Memperhatikan Peraturan Perundang-undangan dan
kebijakan dari pemerintah tersebut, menunjukan arah kebijakan pelayanan publik adalah untuk mewujudkan kepemerintahan yang baik. Kinerja
manajemen pelayanan yang baik diharapkan dapat memperbaiki dan meningkatkan
pelayanan dan dapat mendorong meningkatkan kualitas layanan, memperbaiki citra
pelayanan publik yang buruk, memperkuat
daya saing daerah, mendorong peningkatan investasi dan pengembangan perekonomian
daerah, serta menciptakan efisiensi dan efektfitas pelayanan umum, dan pada
gilirannya mampu mewujudkan kepemerintahan yang baik. Kebijakan pemerintah
tersebut, mendapat respon positif dari
Daerah, dan lebih 100 daerah Kabupaten dan Kota (s/d tahun
2003), telah membentuk Unit Pelayanan
Terpadu (UPT) atau Unit Pelayanan Tepadu Satu Atap (UPTSA) atau Unit Pelayanan
Satu Pintu.
Dalam perkembangannya, sebagian besar
UPT/UPTSA/Unit Pelayanan Satu Pintu mati suri dan bahkan tidak berfungsi, atau
berubah kembali ke kegiatan pelayanan tradisional yang secara fungsional dilaksanakan oleh masing
Dinas/Instansi yang membidangi pelayanan perizinan dan non perizinan.
Kondisi tersebut disebabkan antara lain;
memudarnya komitmen top pimpinan dan jajarannya, kurangnya rasa memiliki dan
tanggungjawab bersama untuk mencapai visi, misi dan tujuan organisasi, dan
kuatnya ego atau kepentingan unit organisasi tertentu untuk mempertahankan
kewenangan pemberian izin.
Disisi lain, masalah legalitas organisasi,
regulasi dan sumber daya manusia serta dukungan
biaya operasional dan sarana pendukung yang tidak memadai, menjadi faktor
penyebab lembaga pelayanan
terpadu tidak berfungsi optimal.
f.
Memperhatikan
kondisi tersebut diatas, dengan semangat reformasi dan upaya melaksanakan kepemerintahan yang baik (good
governance), serta untuk menggerakkan
kembali semangat memperbaiki dan meningkatkan kinerja pelayanan umum, khususnya pelayanan
perizinan, pemerintah memperbaharui kebijakan di bidang pelayanan umum, dengan mengeluarkan
berbagai Peraturan Perundangan dan pedoman antara lain:
1) Instruksi Presiden Nomor 5 Tahun 2004
tentang Percepatan Pemberantasan Korupsi;
2) Keputusan MENPAN Nomor 63/KEP/M.PAN/7/2003
tentang Pedoman Umum Penyelenggaraan Pelayanan Publik;
3) Keputusan MENPAN Nomor KEP/25/M.PAN/2/2004
tentang Pedoman Umum Penyusunan Indeks Kepuasan Masyarakat Unit Instansi Pelayanan Pemerintah;
4) Keputusan MENPAN Nomor KEP/26/M.PAN/2004 tentang
Petunjuk Teknis
Transparansi dan Akuntabilitas dalam Penyelenggaran Pelayanan Publik;
5) Peraturan MENPAN Nomor
PER/20/M.PAN/04/2006 tentang Penyusunan Standar Pelayanan Publik; dan
6) Peraturan MENDAGRI Nomor 24 Tahu
2006 tentang Pedoman Penyelenggaraan
Pelayanan Terpadu Satu Pintu.
B. Paradigma Kebijakan Pelayanan Publik di Era Otonomi Daerah
1. Konsepsi Kebijakan Otonomi Daerah
a. Kebijakan desentralisasi memiliki tujuan
utama, yaitu tujuan politik dan tujuan administratif.

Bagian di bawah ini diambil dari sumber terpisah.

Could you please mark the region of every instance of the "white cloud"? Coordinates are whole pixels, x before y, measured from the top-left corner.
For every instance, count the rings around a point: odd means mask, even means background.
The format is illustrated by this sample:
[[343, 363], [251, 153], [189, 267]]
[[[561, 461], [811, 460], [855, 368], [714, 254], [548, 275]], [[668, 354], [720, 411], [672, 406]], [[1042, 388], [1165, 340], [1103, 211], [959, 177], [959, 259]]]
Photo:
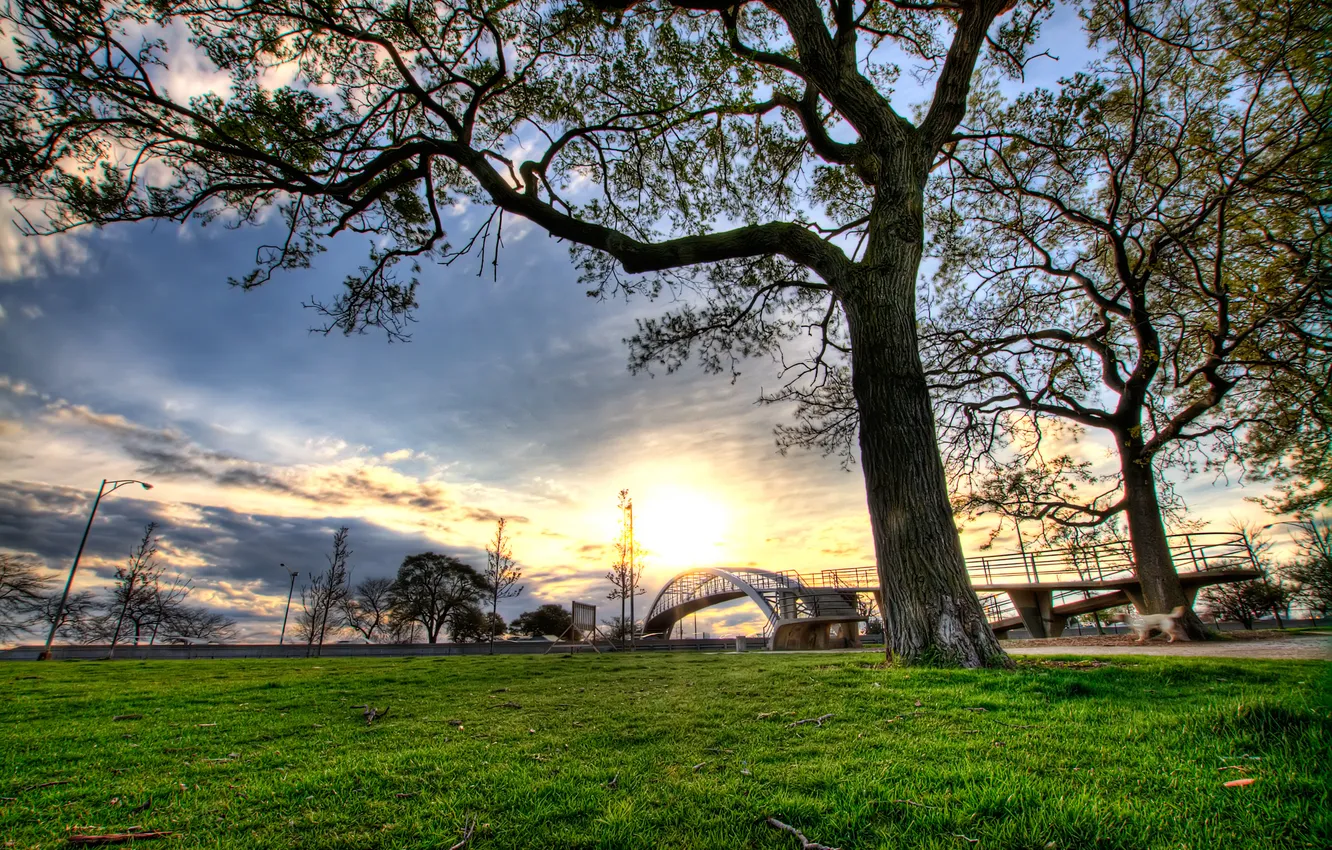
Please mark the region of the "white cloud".
[[40, 225], [46, 216], [36, 204], [0, 191], [0, 281], [71, 274], [87, 263], [88, 249], [78, 234], [25, 236], [19, 229], [25, 219]]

b. Tujuan politik, diarahkan untuk memberi
ruang gerak masyarakat dalam tataran pengembangan partisipasi, akuntabilitas,
transparansi dan demokrasi. Disisi lain dari pendekatan aspek pendemokrasian
daerah, memposisikan Pemerintahan Daerah sebagai medium pendidikan politik bagi
masyarakat di tingkat lokal. Diharapkan pada saatnya, secara agregat daerah
memberikan kontribusi signifikan tehadap perkembangan pendidikan politik secara
nasional, dan terwujudnya civil society.
c. Sedangkan tujuan administratif,
memposisikan Pemerintah Daerah sebagai unit pelayanan yang dekat dengan
masyarakat yang diharapkan dapat berfungsi maksimal dalam menyediakan pelayanan
publik secara efektif, efisien dan ekonomis untuk meningkatkan kesejahteraan
masyarakat lokal.
Berdasarkan tujuan politik dan
administratif tersebut diatas, memberikan kejelasan bahwa misi utama dari
keberadaan Pemerintahan Daerah, adalah
bagaimana mensejahterakan warga dan masyarakatnya melalui penyediaan pelayanan
publik secara efektif, efisien dan ekonomis,
dengan cara-cara yang demokratis.
d. Konsep kebijakan pemberian otonomi luas,
nyata dan bertanggungjawab pada dasarnya diarahkan untuk mempercepat terwujudnya kesejahteraan masyarakat.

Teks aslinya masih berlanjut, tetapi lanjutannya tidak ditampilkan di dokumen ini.